Does C# have pointers to members like in C++?

In C++, you could write the following code:

int Animal::*pAge= &Animal::age;

Animal a;

a.*pAge = 50;

Is there similar functionality in C#?

Edit: To clarify, I am not asking about pointers. I am asking about "pointers to members", a feature found in C++ that is used with the .* and ->* operators.


Edit 2: Here is an example of a use case for members to pointers.

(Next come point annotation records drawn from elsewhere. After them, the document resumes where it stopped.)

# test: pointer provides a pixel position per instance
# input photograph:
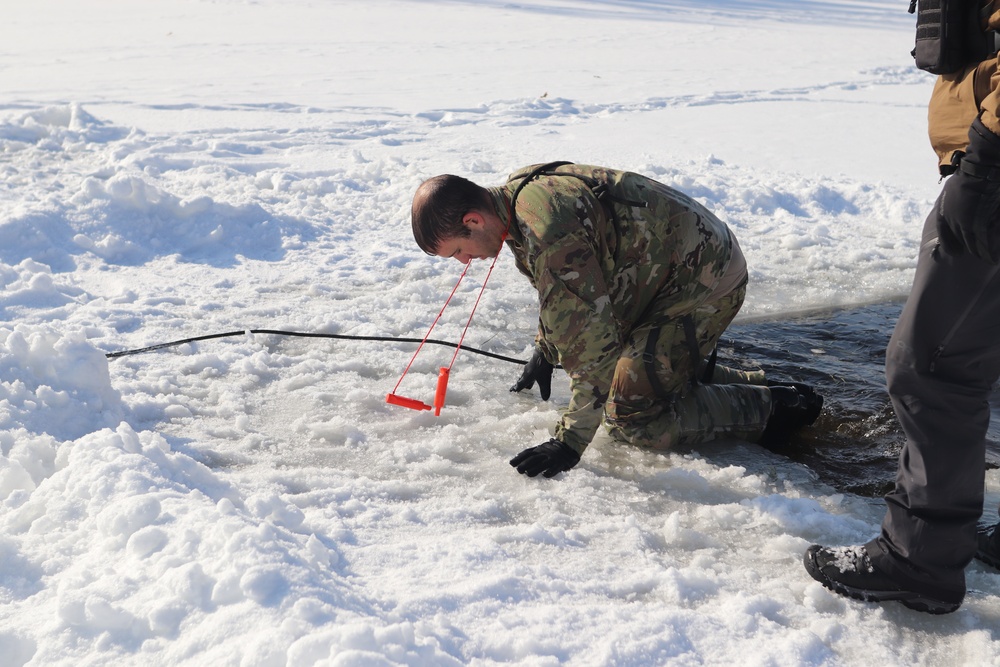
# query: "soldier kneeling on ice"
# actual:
(636, 283)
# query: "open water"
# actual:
(854, 445)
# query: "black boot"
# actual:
(793, 405)
(849, 571)
(988, 545)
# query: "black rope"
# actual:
(381, 339)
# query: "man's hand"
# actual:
(549, 458)
(536, 370)
(968, 212)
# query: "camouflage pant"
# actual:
(669, 411)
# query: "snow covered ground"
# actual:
(186, 167)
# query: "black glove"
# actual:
(968, 212)
(539, 370)
(549, 458)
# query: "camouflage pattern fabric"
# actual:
(641, 254)
(734, 404)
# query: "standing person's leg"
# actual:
(942, 361)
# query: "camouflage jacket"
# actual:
(607, 252)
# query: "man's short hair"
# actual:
(439, 206)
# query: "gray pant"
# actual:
(941, 363)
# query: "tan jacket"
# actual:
(959, 97)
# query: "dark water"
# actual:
(855, 443)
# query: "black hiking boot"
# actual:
(793, 405)
(988, 545)
(848, 571)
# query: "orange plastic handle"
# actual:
(441, 390)
(402, 401)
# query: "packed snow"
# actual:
(177, 168)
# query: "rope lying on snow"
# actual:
(381, 339)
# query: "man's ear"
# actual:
(473, 220)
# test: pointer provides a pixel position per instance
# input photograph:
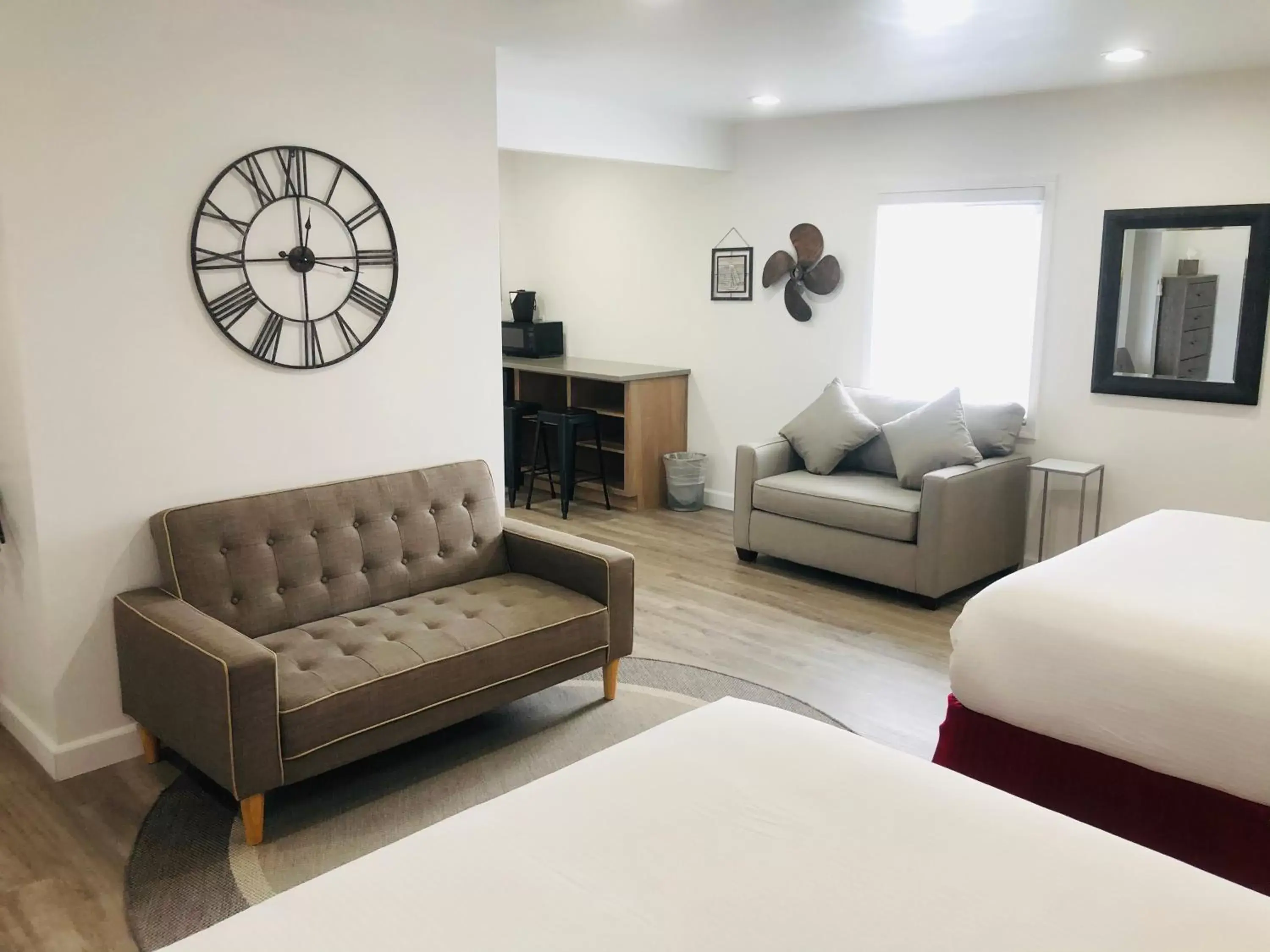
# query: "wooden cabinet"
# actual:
(643, 414)
(1184, 336)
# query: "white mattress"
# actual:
(738, 827)
(1150, 644)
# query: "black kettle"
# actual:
(522, 306)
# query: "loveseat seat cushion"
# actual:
(861, 502)
(351, 673)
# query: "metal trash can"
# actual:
(685, 482)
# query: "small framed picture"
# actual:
(732, 275)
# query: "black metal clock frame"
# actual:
(229, 308)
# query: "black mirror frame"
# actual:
(1250, 346)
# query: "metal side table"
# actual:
(1068, 468)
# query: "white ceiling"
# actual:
(707, 58)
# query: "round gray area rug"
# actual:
(191, 867)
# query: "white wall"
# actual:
(755, 369)
(116, 118)
(531, 121)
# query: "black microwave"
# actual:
(533, 339)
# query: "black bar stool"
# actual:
(568, 424)
(515, 412)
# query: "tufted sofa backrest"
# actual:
(262, 564)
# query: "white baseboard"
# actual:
(718, 499)
(77, 757)
(97, 751)
(27, 733)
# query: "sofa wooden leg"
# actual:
(611, 680)
(253, 819)
(149, 746)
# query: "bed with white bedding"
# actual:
(741, 827)
(1150, 644)
(1127, 683)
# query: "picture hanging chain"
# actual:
(733, 231)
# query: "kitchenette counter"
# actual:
(643, 413)
(587, 369)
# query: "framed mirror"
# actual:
(1183, 303)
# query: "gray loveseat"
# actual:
(964, 525)
(299, 631)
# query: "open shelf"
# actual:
(609, 447)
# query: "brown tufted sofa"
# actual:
(299, 631)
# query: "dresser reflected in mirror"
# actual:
(1183, 303)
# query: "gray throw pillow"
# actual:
(828, 429)
(994, 428)
(930, 438)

Let's say we have the following class:

class Animal
{
    int age;
    int height;
    int weight;
    …
}

And let's say that we want to write methods that will find the average age/height/weight/etc. of all Animals in an array. We could then do this:

int averageAge(Animal[] animals)
{
    double average = 0;

    for (…)
        average += animals[i].age;

    return average/animals.length;
}

int averageHeight(Animal[] animals)
{
    //code here again
}

int averageWeight(Animal[] animals)
{
    //code here again
}

We would end up copying and pasting a lot of code here, and if our algorithm for finding the average changed, we would encounter a maintenance nightmare. Thus, we want an abstraction of this process for any member. Consider something like this:

int averageAttribute(Animal[] animals, Func<Animal, int> getter)
{
    double average = 0;

    for (…)
        average += getter(animals[i]);

    return average/animals.length;
}

which we could then call with

averageAttribute(animals, (animal) => animal.age);

or something similar. However, using delegates is slower than it has to be; we are using an entire function just to return the value at a certain location in the Animal struct. In C++, members to pointers allow you to do pointer math (not the right term but I can't think of a better term) on structs. Just as you can say

int p_fourthAnimal = 3;

(animals + p_fourthAnimal)*

to get the value so many bytes ahead of the pointer stored in the variable animals, in C++, you could say

int Animal::* p_age = &Animal::age;

animal.*p_age //(animal + [the appropriate offset])*

to get the value so many bytes ahead of the pointer stored in the variable animal; conceptually, the compiler will turn animal.*p_age into (animal + [the appropriate offset])*. Thus, we could declare our averageAttribute as this instead:

int averageAttribute(Animal[] animals, Animal::* member)
{
    double average = 0;

    for (…)
        average += animals[i].*member; //(animals[i] + [offset])*

    return average/animals.length;
}

which we could then call with

averageAttribute(animals, &Animal::age);

In summary, pointers to members allow you to abstract a method such as our averageAttribute to all members of a struct without having to copy and paste code. While a delegate can achieve the same functionality, it is a rather inefficient way to get a member of a struct if you know you do not actually need the freedom allotted to you by a function, and there could even be edge use cases in which a delegate does not suffice, but I could not give any examples of such use cases. Does C# have similar functionality?

Upvotes: 2

Views: 661

Answers (3)

Asik
Asik

Reputation: 22133

As other people have commented here, delegates are the way to achieve this in C#.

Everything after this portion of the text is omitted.